And it is only the fact that we still lack a complete understanding how conciousness arises from our brains that allows you to place your god into this gap.
I also don’t believe that He merely influenced evolution but that evolution would not have taken place at all if it weren’t for God.
That is completely counter to the known facts. The gap here exists only in your mind.
The whole point of evolutionary theory is that evolution is inevitable. It has to happen and can't not happen. If you have life reproducing with imperfect heredity and in competition for scare resources, then you have necessarily have evolution. Any notion of evolution being somehow "kick-started" is an absurdity, totally counter to what we already know.
The point was to start with Tom as a basis and build from there. It was not meant to strip anything away.
I understand what you're trying to achieve in this exercise. I just don't think that it in any way mirrors the way you have actually arrived at your beliefs. I suspect that in actual fact you, like most theists, simply inherited most of your religious beliefs from your parents and have been trying to rationalise them ever since.

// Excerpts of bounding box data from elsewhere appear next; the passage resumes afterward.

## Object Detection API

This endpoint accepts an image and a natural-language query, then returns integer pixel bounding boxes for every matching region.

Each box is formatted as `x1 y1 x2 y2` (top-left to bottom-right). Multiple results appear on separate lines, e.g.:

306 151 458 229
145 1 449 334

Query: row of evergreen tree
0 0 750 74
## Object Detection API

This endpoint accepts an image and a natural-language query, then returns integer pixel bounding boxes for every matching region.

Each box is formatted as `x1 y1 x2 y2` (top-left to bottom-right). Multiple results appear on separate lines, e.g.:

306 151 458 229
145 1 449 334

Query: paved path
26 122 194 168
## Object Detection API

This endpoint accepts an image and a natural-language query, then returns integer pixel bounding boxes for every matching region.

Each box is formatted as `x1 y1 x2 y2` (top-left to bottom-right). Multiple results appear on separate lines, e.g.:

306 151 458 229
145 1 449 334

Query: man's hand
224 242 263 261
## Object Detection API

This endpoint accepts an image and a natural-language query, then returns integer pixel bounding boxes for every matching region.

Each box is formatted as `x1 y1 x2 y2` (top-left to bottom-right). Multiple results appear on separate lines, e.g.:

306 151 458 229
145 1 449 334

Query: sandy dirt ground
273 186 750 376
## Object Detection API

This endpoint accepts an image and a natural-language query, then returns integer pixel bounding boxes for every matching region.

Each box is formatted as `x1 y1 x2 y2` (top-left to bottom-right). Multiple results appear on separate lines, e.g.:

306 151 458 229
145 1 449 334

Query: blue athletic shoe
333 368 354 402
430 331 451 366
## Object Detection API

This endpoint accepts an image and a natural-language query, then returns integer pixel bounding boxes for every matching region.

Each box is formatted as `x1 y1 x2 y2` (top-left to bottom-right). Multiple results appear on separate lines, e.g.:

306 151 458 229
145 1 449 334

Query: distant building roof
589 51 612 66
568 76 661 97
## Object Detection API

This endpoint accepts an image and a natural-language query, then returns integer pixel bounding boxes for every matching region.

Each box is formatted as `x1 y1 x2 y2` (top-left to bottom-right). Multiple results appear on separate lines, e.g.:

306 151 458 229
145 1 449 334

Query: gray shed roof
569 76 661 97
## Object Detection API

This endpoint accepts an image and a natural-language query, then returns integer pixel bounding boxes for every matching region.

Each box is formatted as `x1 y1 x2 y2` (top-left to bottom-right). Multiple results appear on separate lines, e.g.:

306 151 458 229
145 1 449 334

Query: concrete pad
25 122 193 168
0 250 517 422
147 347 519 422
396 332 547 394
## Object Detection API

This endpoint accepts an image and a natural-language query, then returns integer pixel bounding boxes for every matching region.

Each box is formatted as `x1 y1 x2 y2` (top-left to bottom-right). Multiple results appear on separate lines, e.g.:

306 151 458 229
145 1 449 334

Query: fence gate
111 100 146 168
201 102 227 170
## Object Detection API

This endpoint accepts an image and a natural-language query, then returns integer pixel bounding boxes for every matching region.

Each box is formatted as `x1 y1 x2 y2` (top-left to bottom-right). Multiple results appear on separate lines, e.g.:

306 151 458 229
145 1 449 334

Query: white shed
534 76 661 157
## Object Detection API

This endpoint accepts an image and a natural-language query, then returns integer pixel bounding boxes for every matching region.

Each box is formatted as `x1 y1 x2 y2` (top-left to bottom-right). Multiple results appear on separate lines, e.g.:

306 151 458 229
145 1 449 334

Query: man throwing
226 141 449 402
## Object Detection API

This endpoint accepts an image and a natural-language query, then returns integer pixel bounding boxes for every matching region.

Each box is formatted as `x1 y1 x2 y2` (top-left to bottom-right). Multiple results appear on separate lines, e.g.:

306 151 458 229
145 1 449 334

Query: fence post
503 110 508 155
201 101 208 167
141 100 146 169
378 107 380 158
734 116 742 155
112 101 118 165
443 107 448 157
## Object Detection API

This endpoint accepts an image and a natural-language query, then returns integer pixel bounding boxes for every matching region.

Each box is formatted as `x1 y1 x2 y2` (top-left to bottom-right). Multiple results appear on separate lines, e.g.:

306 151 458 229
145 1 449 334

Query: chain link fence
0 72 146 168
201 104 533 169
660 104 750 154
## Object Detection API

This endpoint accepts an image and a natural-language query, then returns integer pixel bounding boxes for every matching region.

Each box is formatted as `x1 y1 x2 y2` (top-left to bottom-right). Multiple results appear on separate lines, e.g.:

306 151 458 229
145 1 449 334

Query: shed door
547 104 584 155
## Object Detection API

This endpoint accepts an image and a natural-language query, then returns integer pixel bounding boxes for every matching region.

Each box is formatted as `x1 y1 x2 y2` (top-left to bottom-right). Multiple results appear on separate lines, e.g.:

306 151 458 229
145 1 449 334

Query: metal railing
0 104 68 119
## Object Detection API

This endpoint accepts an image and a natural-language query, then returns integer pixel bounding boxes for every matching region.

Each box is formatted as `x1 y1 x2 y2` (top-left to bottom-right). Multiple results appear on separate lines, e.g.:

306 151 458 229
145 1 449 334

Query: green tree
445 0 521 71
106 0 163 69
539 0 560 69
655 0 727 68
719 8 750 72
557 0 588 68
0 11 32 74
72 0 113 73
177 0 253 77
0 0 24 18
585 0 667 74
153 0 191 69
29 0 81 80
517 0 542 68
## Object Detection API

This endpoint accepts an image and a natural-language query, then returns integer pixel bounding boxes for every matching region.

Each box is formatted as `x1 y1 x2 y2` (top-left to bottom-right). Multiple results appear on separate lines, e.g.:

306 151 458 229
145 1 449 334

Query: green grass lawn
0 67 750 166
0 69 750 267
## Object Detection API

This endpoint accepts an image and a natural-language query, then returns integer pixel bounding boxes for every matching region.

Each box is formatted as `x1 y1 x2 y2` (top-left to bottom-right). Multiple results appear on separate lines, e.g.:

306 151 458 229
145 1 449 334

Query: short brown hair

Actually my understanding of God has evolved over the years. I now have fairly different understanding of the nature of God than I did ten years ago. What I have attempted to do is to understand the nature of God and then adapt my thinking to that.
Here's an example of that rationalisation in play. Of course your view of God has changed; you've changed as you have grown as a person. Naturally your internal god-model will change to accommodate this.
Again I ask you; Have you ever disagreed with God about anything? I'm not talking about your gradually evolving beliefs about his nature. I'm asking if there is anything that you think God favours that you personally favour. Is there anything upon which GDR's god and GDR fundamentally disagree?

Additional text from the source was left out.